Reflective airplanes are on my “investigation list”…that is, a feature where we want to do the initial research to see if it could be implemented in a way that makes sense (for X-Plane this means: would it look good and not kill fps too badly for at least some segment of our users).
I believe the X-Plane 9 version run will start to contain more features for serious 3-d modeling of airplanes. Version 9 already features 3-d lighting in the 3-d cockpit, key frames for animation, and a ton of new datarefs to drive that animation. We’re going in the direction of being able to model the plane in absurd detail.
We’re also looking at the lighting model in X-Plane. We’ve only started this work for version 9, but consider pixel-shader-based water. Even in the “no reflections” case, the pixel-shader based water is a reflection of the real sky (as rendered) with a procedural texture to create waves. When you compare this to the version 8 water, you can see how having really close alignment of the coloring scheme for all parts of the sim creates more of a sense of realism.
So reflective airplanes are at least on my list of things to try. I have seen users do wonderful amazing “metal” textures on airplanes, but the one thing that I think holds them back is that all metal airplanes have some kind of tinting assumption to them based on the reflection used…typically these are “blue-based” (meaning they look right on a sunny day) or “gray based” (meaning they look right on a cloudy day). But if you put the plane in the other environment the texture looks a lot less convincing. Reflective textures would let authors really use the real sky color on the plane, for consistent lighting (especially when the plane’s orientation changes and the blue side isn’t up anymore).
On the other hand, reflections are expensive. Planes reflect light from all sides, so we would need to take reflections from all angles (the water always reflects up, which is a huge savings). For low-quality settings for water, we drop the terrain, and since the terrain only reflects at the water’s edge, this is a pretty tolerable omission. An airplane reflection with “sky on the bottom” would look absurd. (Similarly, the water tends to only reflect things that aren’t on camera, so the total rendering load of water + the world tends to be static. The plane would pick up a lot of 3-d objects even in orientations where they don’t do much good, so plane reflections would become expensive.) And the plane reflection isn’t usable for any other plane…do we build them for all planes or just the user’s plane?
Certainly right now it’s still too soon to tell. Not only have I not done the research into this feature, but we still don’t have comprehensive performance data on the water across lots of hardware.

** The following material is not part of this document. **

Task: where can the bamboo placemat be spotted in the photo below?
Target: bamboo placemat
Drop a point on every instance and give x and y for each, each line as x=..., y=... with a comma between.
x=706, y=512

A number of users are reporting huge framerate loss on the lowest water settings. This implies that our “render-to-texture” code is slow on some hardware but not others. (The fps loss on my laptop with the lowest water setting is less than 4%.) Render-to-texture is new to v9 and used heavily, so we need to understand how it scales for all users before we go further.
Finally, there is a whole area of 3-d techniques that X-Plane does not yet use that could make sense for airplane modeling: artist controlled fake lighting.

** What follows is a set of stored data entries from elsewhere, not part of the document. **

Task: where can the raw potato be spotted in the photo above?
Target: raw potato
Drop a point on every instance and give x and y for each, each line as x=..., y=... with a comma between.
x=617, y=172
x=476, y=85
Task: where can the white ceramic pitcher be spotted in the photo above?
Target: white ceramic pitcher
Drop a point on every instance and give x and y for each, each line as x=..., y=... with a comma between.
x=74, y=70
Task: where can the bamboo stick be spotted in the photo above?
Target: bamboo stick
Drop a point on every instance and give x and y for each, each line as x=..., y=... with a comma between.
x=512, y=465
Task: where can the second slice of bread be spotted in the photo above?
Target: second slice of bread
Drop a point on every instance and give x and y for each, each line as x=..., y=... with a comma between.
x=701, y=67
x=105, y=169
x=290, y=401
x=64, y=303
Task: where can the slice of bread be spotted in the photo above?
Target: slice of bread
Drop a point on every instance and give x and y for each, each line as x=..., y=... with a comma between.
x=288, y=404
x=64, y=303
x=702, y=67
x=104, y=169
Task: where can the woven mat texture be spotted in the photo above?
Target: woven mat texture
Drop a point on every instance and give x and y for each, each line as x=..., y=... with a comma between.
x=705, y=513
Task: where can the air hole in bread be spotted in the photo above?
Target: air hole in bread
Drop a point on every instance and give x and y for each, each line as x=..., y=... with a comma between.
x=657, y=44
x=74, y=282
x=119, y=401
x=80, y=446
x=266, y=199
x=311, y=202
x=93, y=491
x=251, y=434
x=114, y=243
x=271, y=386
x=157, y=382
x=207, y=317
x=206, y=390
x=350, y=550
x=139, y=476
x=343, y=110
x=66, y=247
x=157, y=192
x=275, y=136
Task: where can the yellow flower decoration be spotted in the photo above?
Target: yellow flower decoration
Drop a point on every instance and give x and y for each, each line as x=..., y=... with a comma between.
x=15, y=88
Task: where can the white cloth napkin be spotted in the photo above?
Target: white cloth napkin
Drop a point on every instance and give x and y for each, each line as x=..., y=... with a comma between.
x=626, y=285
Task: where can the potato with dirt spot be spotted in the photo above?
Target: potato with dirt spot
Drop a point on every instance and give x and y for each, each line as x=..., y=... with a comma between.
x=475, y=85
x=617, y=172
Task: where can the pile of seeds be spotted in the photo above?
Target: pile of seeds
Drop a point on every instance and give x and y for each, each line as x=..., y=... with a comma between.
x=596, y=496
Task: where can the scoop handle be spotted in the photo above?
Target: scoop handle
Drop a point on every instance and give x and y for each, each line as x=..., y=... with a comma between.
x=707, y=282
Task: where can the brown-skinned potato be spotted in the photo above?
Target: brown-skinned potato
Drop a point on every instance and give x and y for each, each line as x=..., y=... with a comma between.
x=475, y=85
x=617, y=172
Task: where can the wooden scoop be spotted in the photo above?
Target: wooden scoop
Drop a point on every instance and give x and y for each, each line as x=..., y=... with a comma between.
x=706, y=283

For example, imagine if the airplane contained a single “reflection” texture – this texture would contain a fake ground texture and alpha transparency where the sky color goes. X-Plane could then fill in the sky color (where there is transparency) only when the weather conditions change, and then apply the texture keeping the plane’s orientation in mind. Such a proposal would give the plausibility of reflections (correct coloring on all parts of the plane across lighting, orientation and weather conditions) for a fraction of the cost of “real” reflections. I’m not saying this is the best idea, just that there’s a lot of intermediate ground between “full reflections” and “make a static texture”.